Au moment où se déroulait l’interrogation, de loin, il avait remarqué que l’élève Abourka regardait constamment ses cuisses, mais avec beaucoup de discrétion. Il passa d’abord tout près de cette pimpante fille et vérifia au sol pour se rassurer que la charmante demoiselle n’avait pas caché une cartouche sous ses pieds. N’ayant rien trouvé, il repartit et se mit à guetter la suspecte avec discrétion. Il constata de nouveau que tout ce que la fille recopiait était pris du côté du carrelage, sous ses pieds, en tout cas quelque part vers ses pieds.

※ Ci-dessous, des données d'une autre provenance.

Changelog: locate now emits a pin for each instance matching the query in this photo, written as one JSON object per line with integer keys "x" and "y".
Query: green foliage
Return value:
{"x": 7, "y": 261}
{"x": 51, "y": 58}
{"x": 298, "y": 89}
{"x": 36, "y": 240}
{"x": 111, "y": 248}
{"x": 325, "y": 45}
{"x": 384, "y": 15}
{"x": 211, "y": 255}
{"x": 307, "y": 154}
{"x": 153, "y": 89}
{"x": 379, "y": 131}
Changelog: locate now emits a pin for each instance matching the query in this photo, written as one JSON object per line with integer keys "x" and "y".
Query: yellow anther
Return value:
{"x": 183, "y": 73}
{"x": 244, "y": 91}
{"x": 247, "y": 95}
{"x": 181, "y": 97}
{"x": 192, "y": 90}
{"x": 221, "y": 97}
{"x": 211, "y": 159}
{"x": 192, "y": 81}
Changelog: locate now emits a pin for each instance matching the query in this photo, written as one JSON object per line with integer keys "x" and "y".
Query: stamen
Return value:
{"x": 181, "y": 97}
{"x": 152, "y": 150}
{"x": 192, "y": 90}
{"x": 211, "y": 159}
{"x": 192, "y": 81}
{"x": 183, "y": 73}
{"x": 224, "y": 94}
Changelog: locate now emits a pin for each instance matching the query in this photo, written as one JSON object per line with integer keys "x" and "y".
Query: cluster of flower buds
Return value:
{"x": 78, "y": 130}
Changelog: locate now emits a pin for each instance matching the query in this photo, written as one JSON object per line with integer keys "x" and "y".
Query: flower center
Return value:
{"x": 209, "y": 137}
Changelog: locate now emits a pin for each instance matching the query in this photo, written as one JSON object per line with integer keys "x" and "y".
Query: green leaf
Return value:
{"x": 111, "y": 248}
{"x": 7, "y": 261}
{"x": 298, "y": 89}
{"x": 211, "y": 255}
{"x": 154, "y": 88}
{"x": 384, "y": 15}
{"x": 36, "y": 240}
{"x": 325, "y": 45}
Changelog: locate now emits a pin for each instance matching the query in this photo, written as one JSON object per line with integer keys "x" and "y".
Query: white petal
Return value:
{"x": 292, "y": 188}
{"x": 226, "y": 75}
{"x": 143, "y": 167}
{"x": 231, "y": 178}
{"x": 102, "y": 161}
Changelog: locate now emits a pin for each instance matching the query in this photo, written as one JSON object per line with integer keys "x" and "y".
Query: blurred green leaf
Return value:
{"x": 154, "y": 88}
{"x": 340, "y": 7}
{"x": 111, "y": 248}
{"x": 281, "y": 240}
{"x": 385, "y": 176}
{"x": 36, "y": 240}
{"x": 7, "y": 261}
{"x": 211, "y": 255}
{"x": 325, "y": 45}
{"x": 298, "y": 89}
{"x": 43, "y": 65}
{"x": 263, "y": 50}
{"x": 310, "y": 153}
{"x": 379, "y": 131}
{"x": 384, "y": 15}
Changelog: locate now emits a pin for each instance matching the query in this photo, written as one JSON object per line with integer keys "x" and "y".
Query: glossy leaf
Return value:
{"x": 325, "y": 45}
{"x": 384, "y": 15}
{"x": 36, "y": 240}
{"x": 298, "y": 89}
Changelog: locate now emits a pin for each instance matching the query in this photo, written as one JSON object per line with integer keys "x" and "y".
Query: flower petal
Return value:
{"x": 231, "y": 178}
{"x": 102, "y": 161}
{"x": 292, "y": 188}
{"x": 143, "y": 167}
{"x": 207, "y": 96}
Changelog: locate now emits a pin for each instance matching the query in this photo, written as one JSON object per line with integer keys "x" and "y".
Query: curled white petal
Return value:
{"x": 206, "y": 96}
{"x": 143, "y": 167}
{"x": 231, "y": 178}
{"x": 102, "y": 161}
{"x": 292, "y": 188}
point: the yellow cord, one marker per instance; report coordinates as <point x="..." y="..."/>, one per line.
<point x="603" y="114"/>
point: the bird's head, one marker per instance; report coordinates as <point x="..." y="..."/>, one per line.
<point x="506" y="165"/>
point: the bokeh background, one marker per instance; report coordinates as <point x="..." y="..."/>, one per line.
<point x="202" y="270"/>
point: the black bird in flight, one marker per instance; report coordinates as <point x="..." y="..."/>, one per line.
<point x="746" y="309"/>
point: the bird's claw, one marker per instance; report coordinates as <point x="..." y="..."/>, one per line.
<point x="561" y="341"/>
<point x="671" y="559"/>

En furie, il revînt et demanda à la fille de lui montrer ce qu’elle lisait sous ses pieds. La fille jura qu’elle ne lisait rien sous ses pieds. Tout ce qu’elle mettait noir sur blanc venait de sa cervelle, avait-elle juré avec la sincère conviction d’une fille chrétienne. Elle était d’ailleurs chrétienne, baptisée et confirmée. Le mensonge ne pouvait pas sortir d’une bouche qui prend la communion chaque dimanche.

A la troisième reprise, et face à l’évidence, le professeur tonna et redemanda à l’élève de se confesser et de lui expliquer franchement pourquoi elle regardait d’abord ses jambes avant d’écrire quelque chose sur sa copie.